Might be worth adding to the readme as an alternative approach?

anclrii commented 3 years ago

I Implemented HTTPRequestHandler with /metrics and /status endpoints here https://github.com/anclrii/Storj-Exporter/commit/e74d0001198415e54a46788a4b563ca8e0f1a8b1

This will only collect metrics if /metrics is called and should stop excessive cpu usage for anything else opening exporter port. Requires metrics_path: /metrics in prometheus configuration. I'm not sure if netdata is also targeting /metrics endpoint though.

Also added /status endpoint that just returns {"status": "alive"} and can be used for checking if exporter is running without hammering cpu.

@kevinkk525 can you try this with anclrii/storj-exporter:dev image and confirm if this helps with netdata?

anclrii commented 3 years ago

I think this polling of exporters must be configurable in netdata, it's some kind of service discovery and most likely can be disabled. @kevinkk525 did you try to disable this in netdata configs?

kevinkk525 commented 3 years ago

I like that implementation of metrics, however, it doesn't change anything for netdata.
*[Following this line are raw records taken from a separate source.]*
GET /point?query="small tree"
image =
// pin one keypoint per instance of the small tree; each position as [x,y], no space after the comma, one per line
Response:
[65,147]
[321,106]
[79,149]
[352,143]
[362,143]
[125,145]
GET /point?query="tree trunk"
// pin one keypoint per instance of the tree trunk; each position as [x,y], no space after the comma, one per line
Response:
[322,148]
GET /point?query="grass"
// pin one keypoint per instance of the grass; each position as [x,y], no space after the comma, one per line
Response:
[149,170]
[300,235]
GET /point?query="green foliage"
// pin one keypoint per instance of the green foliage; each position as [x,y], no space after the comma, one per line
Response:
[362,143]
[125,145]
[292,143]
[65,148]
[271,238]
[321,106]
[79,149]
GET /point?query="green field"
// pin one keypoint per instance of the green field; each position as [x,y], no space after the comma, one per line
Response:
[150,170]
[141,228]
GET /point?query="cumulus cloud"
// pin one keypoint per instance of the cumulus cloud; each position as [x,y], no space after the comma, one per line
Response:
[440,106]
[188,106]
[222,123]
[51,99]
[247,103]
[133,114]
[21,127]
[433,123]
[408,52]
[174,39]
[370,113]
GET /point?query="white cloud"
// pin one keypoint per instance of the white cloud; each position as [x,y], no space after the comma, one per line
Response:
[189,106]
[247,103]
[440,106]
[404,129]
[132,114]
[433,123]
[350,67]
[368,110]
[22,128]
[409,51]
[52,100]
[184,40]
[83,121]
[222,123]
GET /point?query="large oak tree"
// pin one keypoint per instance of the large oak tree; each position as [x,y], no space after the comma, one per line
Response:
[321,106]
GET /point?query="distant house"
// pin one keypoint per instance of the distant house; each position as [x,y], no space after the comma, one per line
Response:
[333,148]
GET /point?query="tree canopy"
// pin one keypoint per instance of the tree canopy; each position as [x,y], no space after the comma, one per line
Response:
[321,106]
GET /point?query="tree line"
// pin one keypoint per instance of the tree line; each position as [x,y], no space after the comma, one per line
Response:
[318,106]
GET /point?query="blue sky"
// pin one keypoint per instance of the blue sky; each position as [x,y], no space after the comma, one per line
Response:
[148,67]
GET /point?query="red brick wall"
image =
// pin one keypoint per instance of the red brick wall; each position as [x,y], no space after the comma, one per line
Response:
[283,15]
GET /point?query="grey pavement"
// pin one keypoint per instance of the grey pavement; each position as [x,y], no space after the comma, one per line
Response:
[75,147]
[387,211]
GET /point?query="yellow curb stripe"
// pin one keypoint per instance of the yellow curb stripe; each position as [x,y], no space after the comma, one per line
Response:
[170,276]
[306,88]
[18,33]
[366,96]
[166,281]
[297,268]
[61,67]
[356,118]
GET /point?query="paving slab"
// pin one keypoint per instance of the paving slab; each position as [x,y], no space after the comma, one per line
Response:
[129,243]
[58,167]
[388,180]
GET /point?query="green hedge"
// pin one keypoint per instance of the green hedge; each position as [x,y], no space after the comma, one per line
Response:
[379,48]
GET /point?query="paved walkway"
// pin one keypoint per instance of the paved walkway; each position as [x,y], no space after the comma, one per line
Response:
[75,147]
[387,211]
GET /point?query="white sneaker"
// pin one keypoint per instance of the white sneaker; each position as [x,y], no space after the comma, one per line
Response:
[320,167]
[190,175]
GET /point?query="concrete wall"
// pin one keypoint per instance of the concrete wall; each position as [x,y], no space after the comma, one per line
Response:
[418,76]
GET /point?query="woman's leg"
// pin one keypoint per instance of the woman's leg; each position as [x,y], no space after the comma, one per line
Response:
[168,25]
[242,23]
It still finds that metrics endpoint and scrapes all the data every 5 seconds.. I'm sure it's some module for automatically detecting those endpoints: https://learn.netdata.cloud/docs/agent/collectors/go.d.plugin/modules/prometheus And it finds the storj exporter by default, so users would need to disable that module themselves. I haven't tried yet how to disable it, just verified that there's automatically a job configured that scrapes the exporter.
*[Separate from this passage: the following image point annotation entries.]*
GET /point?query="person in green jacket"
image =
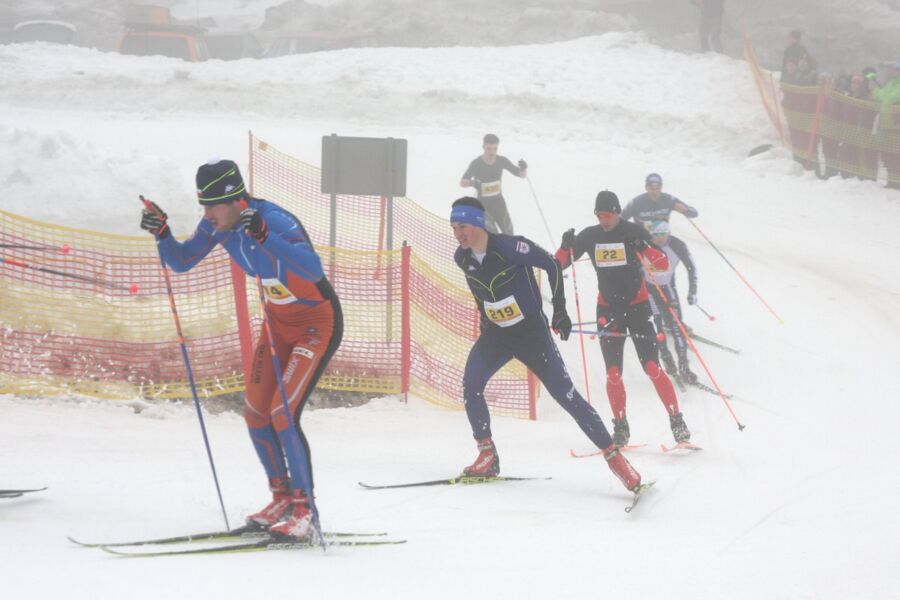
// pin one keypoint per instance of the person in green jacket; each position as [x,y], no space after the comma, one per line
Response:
[889,125]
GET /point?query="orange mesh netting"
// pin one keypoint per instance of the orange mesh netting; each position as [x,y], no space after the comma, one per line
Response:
[830,130]
[71,322]
[443,321]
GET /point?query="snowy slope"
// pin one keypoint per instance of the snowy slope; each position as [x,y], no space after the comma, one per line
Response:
[796,506]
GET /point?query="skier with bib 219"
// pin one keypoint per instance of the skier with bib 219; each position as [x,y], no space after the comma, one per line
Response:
[498,269]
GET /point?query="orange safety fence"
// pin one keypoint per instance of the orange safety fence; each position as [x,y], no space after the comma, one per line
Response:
[443,320]
[87,313]
[829,130]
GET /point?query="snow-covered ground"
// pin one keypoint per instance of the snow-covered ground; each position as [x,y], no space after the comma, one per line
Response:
[799,505]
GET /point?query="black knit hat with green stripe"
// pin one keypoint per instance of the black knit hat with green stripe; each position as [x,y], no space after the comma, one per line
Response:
[219,181]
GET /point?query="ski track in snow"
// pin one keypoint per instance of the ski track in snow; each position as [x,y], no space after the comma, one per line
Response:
[770,512]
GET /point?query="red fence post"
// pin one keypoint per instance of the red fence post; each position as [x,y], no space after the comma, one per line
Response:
[405,337]
[814,131]
[239,286]
[242,313]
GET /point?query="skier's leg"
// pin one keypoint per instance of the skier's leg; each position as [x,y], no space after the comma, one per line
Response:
[542,357]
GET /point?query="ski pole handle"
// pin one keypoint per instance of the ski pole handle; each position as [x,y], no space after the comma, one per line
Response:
[709,316]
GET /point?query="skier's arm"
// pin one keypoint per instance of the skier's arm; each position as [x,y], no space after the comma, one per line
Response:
[570,248]
[527,253]
[182,256]
[681,250]
[519,171]
[288,244]
[468,179]
[688,211]
[648,251]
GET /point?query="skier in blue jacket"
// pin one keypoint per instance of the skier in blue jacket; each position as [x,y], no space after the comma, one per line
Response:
[269,242]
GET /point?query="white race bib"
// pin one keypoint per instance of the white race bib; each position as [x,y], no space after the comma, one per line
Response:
[610,255]
[490,188]
[504,312]
[276,292]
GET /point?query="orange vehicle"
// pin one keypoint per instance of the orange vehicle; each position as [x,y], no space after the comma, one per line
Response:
[151,32]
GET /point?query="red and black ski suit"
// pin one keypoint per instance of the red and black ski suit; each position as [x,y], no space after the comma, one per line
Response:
[623,308]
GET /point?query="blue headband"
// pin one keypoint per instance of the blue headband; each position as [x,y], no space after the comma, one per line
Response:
[469,215]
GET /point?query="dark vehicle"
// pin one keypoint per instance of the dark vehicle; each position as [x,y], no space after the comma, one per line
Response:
[233,45]
[55,32]
[174,40]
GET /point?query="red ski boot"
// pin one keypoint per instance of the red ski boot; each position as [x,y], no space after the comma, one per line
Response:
[276,509]
[621,468]
[488,462]
[297,525]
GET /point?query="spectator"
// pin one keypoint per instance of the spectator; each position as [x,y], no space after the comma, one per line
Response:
[858,153]
[789,74]
[711,12]
[807,73]
[793,52]
[888,97]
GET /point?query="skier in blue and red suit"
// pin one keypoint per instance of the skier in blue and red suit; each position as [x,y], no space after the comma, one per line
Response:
[617,249]
[307,325]
[498,269]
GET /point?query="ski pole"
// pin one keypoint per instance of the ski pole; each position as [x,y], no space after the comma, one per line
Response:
[587,381]
[133,288]
[709,316]
[687,337]
[540,210]
[293,432]
[599,333]
[738,273]
[187,365]
[65,248]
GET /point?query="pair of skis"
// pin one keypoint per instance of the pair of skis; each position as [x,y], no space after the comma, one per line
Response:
[469,480]
[19,493]
[663,447]
[239,540]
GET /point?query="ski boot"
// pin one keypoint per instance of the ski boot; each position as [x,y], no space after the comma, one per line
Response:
[679,429]
[684,371]
[297,523]
[488,462]
[621,468]
[621,433]
[276,509]
[668,363]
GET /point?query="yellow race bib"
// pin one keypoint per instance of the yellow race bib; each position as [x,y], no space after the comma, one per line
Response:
[504,312]
[276,292]
[610,255]
[490,188]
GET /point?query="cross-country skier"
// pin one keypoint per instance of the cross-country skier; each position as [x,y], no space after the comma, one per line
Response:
[663,280]
[655,205]
[484,174]
[271,243]
[498,269]
[617,249]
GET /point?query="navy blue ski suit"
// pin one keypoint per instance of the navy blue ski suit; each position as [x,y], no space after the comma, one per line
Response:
[513,326]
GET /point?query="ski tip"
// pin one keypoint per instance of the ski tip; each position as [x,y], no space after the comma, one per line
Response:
[680,446]
[639,491]
[79,543]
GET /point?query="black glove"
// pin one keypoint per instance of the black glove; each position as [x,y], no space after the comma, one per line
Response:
[254,224]
[568,239]
[561,323]
[153,219]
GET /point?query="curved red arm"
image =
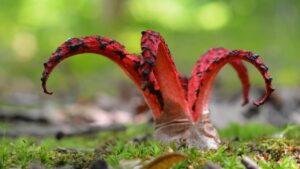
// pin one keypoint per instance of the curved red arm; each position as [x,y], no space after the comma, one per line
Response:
[157,59]
[206,70]
[114,51]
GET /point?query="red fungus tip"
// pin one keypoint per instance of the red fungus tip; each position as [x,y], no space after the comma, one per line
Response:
[45,89]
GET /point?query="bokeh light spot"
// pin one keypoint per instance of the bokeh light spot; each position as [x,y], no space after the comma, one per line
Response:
[212,16]
[24,44]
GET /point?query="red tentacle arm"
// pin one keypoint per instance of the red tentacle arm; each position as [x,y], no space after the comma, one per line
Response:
[157,59]
[206,70]
[243,75]
[109,48]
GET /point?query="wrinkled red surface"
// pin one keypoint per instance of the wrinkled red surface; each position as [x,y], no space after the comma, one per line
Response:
[156,76]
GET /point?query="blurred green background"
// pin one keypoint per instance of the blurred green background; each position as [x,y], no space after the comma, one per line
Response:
[32,29]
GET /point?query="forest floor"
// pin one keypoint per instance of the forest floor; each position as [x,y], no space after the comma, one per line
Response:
[268,146]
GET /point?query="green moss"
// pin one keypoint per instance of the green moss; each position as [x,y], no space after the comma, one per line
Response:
[113,147]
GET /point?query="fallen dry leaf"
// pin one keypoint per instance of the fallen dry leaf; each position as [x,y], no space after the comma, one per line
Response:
[165,161]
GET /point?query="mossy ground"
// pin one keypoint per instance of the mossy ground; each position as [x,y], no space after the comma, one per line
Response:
[271,147]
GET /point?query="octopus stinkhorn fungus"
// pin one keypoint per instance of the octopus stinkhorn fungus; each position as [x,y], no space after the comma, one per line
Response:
[179,104]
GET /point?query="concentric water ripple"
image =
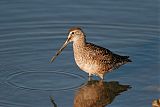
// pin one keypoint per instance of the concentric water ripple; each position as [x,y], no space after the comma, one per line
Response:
[47,81]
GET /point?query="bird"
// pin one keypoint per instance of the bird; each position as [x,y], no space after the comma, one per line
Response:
[91,58]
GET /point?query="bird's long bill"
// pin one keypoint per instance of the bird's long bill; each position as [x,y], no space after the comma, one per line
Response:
[60,50]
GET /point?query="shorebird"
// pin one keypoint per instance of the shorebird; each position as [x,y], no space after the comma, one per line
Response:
[91,58]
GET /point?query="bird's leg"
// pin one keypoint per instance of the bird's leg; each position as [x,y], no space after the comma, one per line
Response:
[89,77]
[101,76]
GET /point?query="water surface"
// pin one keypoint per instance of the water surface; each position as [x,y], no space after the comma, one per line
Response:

anclrii commented 3 years ago

Ok cool, thanks for confirming, it seems a bit irresponsible of netdata to do that because some exporters are more expensive then others and it can easily monitor servers to death doing this :)
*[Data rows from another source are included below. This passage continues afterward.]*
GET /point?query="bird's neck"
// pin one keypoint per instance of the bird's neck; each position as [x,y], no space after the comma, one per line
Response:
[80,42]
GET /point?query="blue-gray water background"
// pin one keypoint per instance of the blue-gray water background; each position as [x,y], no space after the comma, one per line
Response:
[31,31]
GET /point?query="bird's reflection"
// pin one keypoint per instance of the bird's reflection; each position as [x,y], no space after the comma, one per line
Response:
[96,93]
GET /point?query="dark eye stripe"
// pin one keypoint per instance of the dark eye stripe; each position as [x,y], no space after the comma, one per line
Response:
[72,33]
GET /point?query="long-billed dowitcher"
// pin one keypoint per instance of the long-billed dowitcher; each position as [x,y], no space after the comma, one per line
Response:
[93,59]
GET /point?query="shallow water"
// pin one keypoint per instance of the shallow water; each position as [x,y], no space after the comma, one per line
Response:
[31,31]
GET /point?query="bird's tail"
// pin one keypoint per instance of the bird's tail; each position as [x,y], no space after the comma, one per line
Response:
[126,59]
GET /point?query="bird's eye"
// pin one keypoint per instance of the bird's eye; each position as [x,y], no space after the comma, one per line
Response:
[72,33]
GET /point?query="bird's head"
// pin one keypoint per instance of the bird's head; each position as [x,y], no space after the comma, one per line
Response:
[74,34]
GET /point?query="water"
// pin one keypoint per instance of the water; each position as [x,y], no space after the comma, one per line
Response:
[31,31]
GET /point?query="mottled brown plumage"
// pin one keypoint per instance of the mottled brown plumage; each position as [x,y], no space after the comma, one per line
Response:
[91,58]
If you find how to disable it, please share the steps or PR to readme, we need "Known issues" section there. Also might be worth raising this issue with netdata to disable endpoint polling by default.

On our side of things I can try to implement a sort of caching/throttling of calls to storj api. I think I can make it optional and make the refresh interval configurable via an env var. What do you think would be a sane default refresh interval? I'm thinking either 60s (default prometheus scrape interval) or disabled(current exporter behaviour) depending on how common this issue is.

kevinkk525 commented 3 years ago

I'll make a PR when I find out.

Throttling interval..hmm I use a 30s scrape interval for my nodes. Might be too much :D Guess I wouldn't invest too much time into programming that. I need to find out how to disable the netdata polling and then we're good. Shouldn't be too complicated.

anclrii commented 3 years ago

I'll probably fall back to reporting metrics on any endpoint to prevent breaking people's prometheus configurations pointing to other endpoints. It didn't help with original issue anyway. I might keep the /status endpoint though.